One way of measuring Docker’s impact is to consider which IT Ops problems have become irrelevant thanks to containers. The yum versus apt debate is one such problem that admins no longer have to worry about because of Docker.
Yum vs. Apt
In the days of my youth—which is to say, the 2000s—Linux users spent a long time worrying about the differences between yum and apt.
For the uninitiated, here’s a brief description of those differences: Yum was a package manager used by Red Hat and related Linux distributions. It worked with software packaged in the RPM format. (Yum has since been replaced by Red Hat’s new dnf package manager, but dnf is still designed to work only with RPMs.)
Apt, meanwhile, was the package manager on Ubuntu and other Debian derivatives. It worked only with Debian, or deb, packages.
This created a problem for Linux users because it meant that the Linux universe was divided into two halves. In some cases, an application you wanted to install might only be available as an RPM, but you were running Ubuntu and apt, so you couldn’t install it. Or you could only find a deb package but needed to install it with yum.
There were some tricks that you could try to get around these problems; for example, there was a tool called alien that theoretically could convert RPMs to Debian packages, although it rarely worked perfectly. You also could try compiling your application from source, but that was a huge pain, and it made updates difficult.
If I had a dime for every hour I spent in the frigid cold of my employer’s over-air conditioned basement data center trying to deal with problems caused by the differences between yum and apt, I would have been able to afford much nicer sweaters to keep me warm while I was down there.
Docker: The Universal Package Manager
Back in the 2000s, almost no one was talking about containers. Certainly no one was talking about Docker, which did not yet exist.
And that’s a shame, because if Docker had been around, it would have made the lives of Linux users everywhere much easier.
The reason is that Docker essentially serves as a universal package manager for Linux.
With Docker, you can pull a container image and run a containerized application on any Linux distribution. You don’t have to worry about whether the container image was created to support your particular flavor of Linux, because Docker works on any type of Linux.

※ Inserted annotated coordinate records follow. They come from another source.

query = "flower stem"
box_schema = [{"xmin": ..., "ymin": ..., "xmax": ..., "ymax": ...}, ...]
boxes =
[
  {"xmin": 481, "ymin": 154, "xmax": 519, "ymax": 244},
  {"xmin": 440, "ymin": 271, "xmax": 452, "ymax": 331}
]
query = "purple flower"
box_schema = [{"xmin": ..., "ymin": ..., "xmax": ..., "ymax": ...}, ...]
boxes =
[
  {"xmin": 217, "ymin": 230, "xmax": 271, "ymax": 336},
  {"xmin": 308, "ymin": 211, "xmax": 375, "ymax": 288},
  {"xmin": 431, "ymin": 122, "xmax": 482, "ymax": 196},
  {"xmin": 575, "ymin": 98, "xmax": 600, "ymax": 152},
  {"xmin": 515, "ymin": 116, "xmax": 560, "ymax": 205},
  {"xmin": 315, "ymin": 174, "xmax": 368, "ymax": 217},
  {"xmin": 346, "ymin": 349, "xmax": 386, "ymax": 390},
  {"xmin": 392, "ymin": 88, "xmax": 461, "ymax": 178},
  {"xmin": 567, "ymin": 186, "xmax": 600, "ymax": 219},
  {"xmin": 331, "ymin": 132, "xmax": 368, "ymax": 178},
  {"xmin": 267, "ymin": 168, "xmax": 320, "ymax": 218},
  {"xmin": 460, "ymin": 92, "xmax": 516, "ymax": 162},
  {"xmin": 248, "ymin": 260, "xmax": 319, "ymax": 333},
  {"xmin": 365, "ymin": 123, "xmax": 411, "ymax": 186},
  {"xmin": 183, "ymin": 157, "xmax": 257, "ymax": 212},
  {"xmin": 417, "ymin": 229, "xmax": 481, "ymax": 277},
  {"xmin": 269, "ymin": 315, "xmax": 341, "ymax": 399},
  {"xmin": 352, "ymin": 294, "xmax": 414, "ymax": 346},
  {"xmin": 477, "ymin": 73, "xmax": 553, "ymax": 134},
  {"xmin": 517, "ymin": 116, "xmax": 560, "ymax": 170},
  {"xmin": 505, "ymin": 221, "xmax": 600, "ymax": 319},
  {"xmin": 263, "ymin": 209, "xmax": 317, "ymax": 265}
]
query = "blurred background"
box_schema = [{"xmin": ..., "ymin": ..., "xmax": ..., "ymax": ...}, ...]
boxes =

Plus, Docker makes updates trivially easy. Arguably, updating containerized applications is even easier than updating applications using yum or apt.
For IT Ops folks, this is a big deal. It means that the days of trying to shoehorn Debian packages onto Red Hat servers, or vice versa, are long gone.
True, there are some limitations to Docker’s ability to function as a universal package manager. The biggest is that Docker doesn’t work especially well for applications with video-based graphical user interfaces, so it’s not ideal for installing software on desktop Linux. But in Linux server environments, where you typically don’t use GUIs, this is not really an issue.
In general, Docker introduces huge efficiencies to the way software is installed and managed on Linux. That’s probably not the first benefit that comes to mind when people think about Docker, but for server administrators, it is a huge advantage.